Over the last few years I have had a few breakthrough moments. You get great results from working hard, but sometimes you figure something out that gives you big improvements fast. Here I shall share three.

Training the movement

For a powerlifter, or pretty much anyone training a specific movement, it easy to lose sight of a very basic and simple fact: you are training a movement. With all the programs and machines out there, it’s easy to get caught up in the latest fad and over-complicate things. If you want to get better at squatting, use exercises that closely replicate the movement. If you lose sight of the movement and start worrying about muscles, you may end up with better muscular development, but you’ll probably get no better at the movement. A pitcher in baseball can do gym work to get a faster or more powerful pitch. But, pitching is what will make them a better pitcher- the rest just supports or enhances the movement.

A practical example: when I started powerlifting I was fairly good at benching. When I started competing I could bench about 195kg. I did flat bench, military press, lat raises, tricep extensions and tricep pushdowns. I worked with my old bodybuilding inspired approach that focused on chest, then shoulders then triceps. After about a year I managed to get my bench up to 205kg. 10kg gain in 1 year is pretty good, but it came from hard work. I then received some advice from an experienced lifter: go for more volume in training and only use pressing movements.
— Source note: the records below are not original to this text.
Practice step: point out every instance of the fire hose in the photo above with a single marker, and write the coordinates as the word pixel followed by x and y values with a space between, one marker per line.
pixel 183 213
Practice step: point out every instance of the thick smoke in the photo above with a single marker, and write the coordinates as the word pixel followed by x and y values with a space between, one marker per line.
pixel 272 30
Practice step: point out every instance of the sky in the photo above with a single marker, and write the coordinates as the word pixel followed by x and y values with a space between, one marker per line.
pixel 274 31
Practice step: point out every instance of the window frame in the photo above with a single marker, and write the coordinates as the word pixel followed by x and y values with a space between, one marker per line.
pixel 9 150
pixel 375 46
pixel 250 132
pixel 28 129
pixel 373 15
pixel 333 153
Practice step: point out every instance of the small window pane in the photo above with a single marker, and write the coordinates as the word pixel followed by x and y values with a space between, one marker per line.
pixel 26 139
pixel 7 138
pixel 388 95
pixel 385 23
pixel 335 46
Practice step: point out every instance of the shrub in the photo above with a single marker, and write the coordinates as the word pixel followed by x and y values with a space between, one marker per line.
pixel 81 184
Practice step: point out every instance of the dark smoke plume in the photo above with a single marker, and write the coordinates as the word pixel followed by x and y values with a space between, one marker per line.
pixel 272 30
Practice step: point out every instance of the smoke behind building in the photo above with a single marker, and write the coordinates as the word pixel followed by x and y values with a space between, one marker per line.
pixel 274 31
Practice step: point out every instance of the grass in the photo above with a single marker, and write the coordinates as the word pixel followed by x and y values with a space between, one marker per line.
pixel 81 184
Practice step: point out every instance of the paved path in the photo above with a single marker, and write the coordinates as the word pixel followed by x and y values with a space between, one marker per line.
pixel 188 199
The guy was very confident- he said substitute all extensions and pushdowns for presses and your bench will improve; forget the chest-shoulders-triceps idea that focuses on muscle groups. “To press more, you gotta press more”.
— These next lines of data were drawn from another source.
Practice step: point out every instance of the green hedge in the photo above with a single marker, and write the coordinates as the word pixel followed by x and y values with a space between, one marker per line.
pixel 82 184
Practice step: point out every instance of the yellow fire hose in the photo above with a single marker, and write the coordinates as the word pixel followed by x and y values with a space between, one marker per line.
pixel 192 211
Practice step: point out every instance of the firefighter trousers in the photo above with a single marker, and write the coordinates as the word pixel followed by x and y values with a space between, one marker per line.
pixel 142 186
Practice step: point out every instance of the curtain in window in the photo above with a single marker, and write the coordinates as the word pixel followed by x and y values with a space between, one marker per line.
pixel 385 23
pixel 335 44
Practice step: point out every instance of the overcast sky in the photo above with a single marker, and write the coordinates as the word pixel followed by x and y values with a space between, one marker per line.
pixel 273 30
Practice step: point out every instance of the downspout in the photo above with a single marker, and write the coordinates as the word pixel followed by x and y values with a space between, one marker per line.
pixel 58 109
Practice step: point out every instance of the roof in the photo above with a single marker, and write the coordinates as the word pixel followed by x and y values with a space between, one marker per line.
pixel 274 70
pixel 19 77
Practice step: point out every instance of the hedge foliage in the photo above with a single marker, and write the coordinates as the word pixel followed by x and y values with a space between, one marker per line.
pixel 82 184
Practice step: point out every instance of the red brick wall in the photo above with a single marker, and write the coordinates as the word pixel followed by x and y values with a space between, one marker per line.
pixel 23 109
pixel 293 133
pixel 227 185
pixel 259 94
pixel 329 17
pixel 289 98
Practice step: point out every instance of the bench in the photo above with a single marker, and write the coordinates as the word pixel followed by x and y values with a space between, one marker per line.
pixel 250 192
I competed again 4 months later and benched 227.5kg. 6months after that I pressed 237.5kg. So in 10 months I improved 32.5kg. That was not strength alone. I had a similar breakthrough with squat, when a prioritisation of competition squats took me from 312.5kg in squat to 365kg in a year.

Mental toughness

Most people don’t have what it takes to be really strong. I’m not talking about genetics. I am talking about mental toughness. I see it all the time- the mind fails before the body does; people make up excuses; they won’t push themselves to the limit. I know we have to train smart to manage fatigue and avoid injury. However, when you are under the bar and you are hurting those internal conversations you have where you ask yourself ‘can I do another rep? Is this enough? Have I got more?’ are critical. When things are tough it is extremely easy to talk yourself out of things. I believe most people have no idea what they are capable of and they have no idea what really hard work is. And yet, that decision that you do have more, that you can do more, that you can shrug off pain, will separate the great from the ‘average Joes’.
I worked this out the hard way. I have had many guys train with me that say they can’t do what I do. They actually mean that although they can they choose not to. As a friend and powerlifting great Brad Gillingham said to me- you get what you put in. The human body is incredible in its adaptive abilities. It’s the mind that typically gives up.

Nutrition

Most already know that you have to feed the body for it to grow. I was sceptical about how much this really factored into strength training until I actually lifted my game. Now I plan out what I eat and when. I eat frequently and good quality proteins, with veggies and fruit and lots of water. When I first sorted out my diet my performance became more consistent and gains can faster. I figure most people already understand this, but perhaps they don’t realise how important it is. Good nutrition makes a big difference.

These three things will take you a long way. When I started I was good, but not incredible; I had some talent, but thats not all that got me to where I am today. At my first competition at the end of 2004 I squatted 242.5kg, benched 192.5kg and deadlifted 240kg after a decade or so of gym training. Gains are hard when you are already a decade down the track, but these factors have helped me get this lifts up to a 375kg squat, 300kg bench and 317.5kg deadlift drugfree.